Abuso de crianças vai às telas

ADRIANE GRAU
FREE-LANCE PARA A FOLHA, EM LOS ANGELES

Nascida na fina linhagem de atores e diretores iniciada pelo avô Walter e aperfeiçoada pelo pai John, a premiada atriz Anjelica Huston resolveu, aos 45 anos, passar para o outro lado da câmera.
Seu primeiro filme como diretora, "Bastard out of Carolina", ainda não tem distribuidor para cinema e será mostrado nos Estados Unidos pelo canal de televisão paga Showtime no dia 15 de dezembro.
A atriz foi homenageada num tributo do American Film Institute durante o International Film Festival em Los Angeles, no dia 22 de outubro.
Anjelica Huston subiu ao palco do Mann's Chinese Theater em Hollywood para um bate-papo com John Powers, o crítico de cinema da revista "Vogue". Trechos de seus filmes foram mostrados e comentados.
Segundo a filha de John Huston, que conversou com a reportagem da Folha ao chegar ao cinema, ela aprendeu tanto sobre filmes com o pai e em sua carreira como atriz que percebeu estar pronta para tentar algo mais.
"Além de interpretar, sei escolher figurinos, realizar trucagens e entendo de produção", afirma Anjelica. "Eu me cansei de sentar no trailer durante horas imaginando por que demorava tanto para começar a filmar.
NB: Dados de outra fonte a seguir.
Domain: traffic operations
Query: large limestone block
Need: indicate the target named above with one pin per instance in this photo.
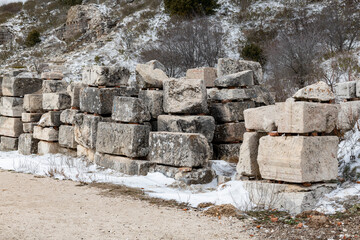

Resolvi descobrir como isso acontece."
O roteiro de "Bastard out of Carolina" é baseado no best seller de Dorothy Allison. Conta a história da menina Bone (Jena Malone), que cresce em South Carolina nos anos 50 sofrendo constantes espancamentos e abusos sexuais do padastro, Glen Waddel (Ron Eldard), sob o consentimento da mãe, Anney Boatwright (Jennifer Jason Leigh).
"Eu sempre gostei de histórias de sobreviventes", explica Anjelica sobre sua escolha.
O filme, altamente realista, tem cenas chocantes de espancamento e violação sexual. Por causa disso, a Turner Entertainment se recusou a mostrá-lo na televisão. "Mas me deixaram dirigi-lo", contenta-se Anjelica Huston.
Quando a Showtime concordou em levar o filme à tela, resolveu cortar a sequência que mostra o padrasto se masturbando com Bone no colo.
"É uma cena difícil, mas totalmente justificada", diz Anjelica. "Eu não não pensava em fazer um filme sobre o assunto, mas fiz porque tive uma reação visceral ao ler o roteiro".
A agora diretora afirma que ter um clima de cooperação no set de filmagem foi uma de suas prioridades.
"Escolho personalidades, e não atores para trabalhar comigo", explica. "Não há razão para ter stress desnecessário durante as filmagens."
Anjelica Huston encara com bom humor a cobrança do público, que espera que ela seja tão boa atrás das câmeras quanto o pai e avô.
"Nem me incomodo quando me cumprimentam por 'High Noon', diverte-se ela. "Mas demorei anos para me recuperar do filme que fiz com meu pai, 'A Walk of Love and Dead', aos 16 anos."
Anjelica conta que só descobriu a obra do avô Walter quando foi morar em Nova York para ser modelo, aos 17 anos.
"Na Irlanda, onde eu morava antes, o cinema mais próximo ficava a uma hora e meia de carro."
Após a exibição de um trecho de "The Crossing Guard", que ela fez ao lado do ex-marido Jack Nicholson, ela comentou que o drama a ajudou a limpar a mágoa que tinha pelas constantes traições que sofria do ator.
"É um caso raro em que o papel ajuda a resolver problemas pessoais", diz ela. "Ainda bem que Sean Penn nos deu essa chance."
Supersticiosa, ela conta ainda que tem vários projetos em andamento, mas se recusa a dar detalhes. Só adianta que pretende dirigir de novo, depois de "Bastard out of Carolina".
"É bem mais confortável. Nós, atrizes, só nos preocupamos em como aparecer na tela. E, para mim, é sempre frustrante."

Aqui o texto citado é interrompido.